Phil Langley presents at PlaceTech's Trend Talk London

, and black peppercorns.

In a small saucepan, combine the milk, squash puree and sugar and cook over low heat, whisking, until the milk is lukewarm and the sugar is dissolved.Remove the pan from the heat.

Phil Langley presents at PlaceTech's Trend Talk London

Whisk in the yeast and egg; let stand until foamy, 10 minutes..In the bowl of a stand mixer fitted with the paddle, beat the 4 1/4 cups of flour and the salt at low speed just to combine.With the machine on, slowly add the warm milk mixture and beat until incorporated, about 1 minute.

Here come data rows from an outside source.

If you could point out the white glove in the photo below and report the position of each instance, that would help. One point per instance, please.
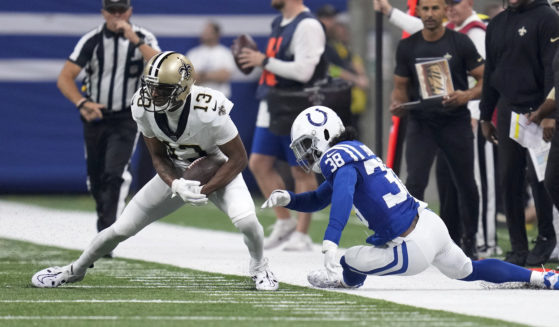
(189, 191)
(278, 198)
(331, 261)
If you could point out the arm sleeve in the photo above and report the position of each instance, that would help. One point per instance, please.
(342, 202)
(477, 35)
(311, 201)
(489, 95)
(308, 45)
(472, 56)
(549, 29)
(408, 23)
(402, 68)
(150, 39)
(83, 51)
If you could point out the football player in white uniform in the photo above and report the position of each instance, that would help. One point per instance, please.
(180, 122)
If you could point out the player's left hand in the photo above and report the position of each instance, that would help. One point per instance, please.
(126, 29)
(251, 58)
(278, 198)
(331, 262)
(189, 191)
(548, 125)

Phil Langley presents at PlaceTech's Trend Talk London

Beat in 1 tablespoon of the butter until completely incorporated; scrape down the side of the bowl.Add the remaining 7 tablespoons of butter, 1 tablespoon at a time.

Phil Langley presents at PlaceTech's Trend Talk London

Beat the dough until well combined, about 2 minutes..

Fit the mixer with the dough hook.Season with salt and black pepper.

Serve in a large bowl and garnish with scallion greens and additional chutney.. About this recipe.The key to this fried rice recipe is to make sure you don't use just-cooked rice.

If you can, use day–old leftover rice, so it's nice and dry.We like stash leftover rice in the freezer, so we have some ready when the urge to make fried rice hits.. How to Make Takeout-Style Fried Rice at Home.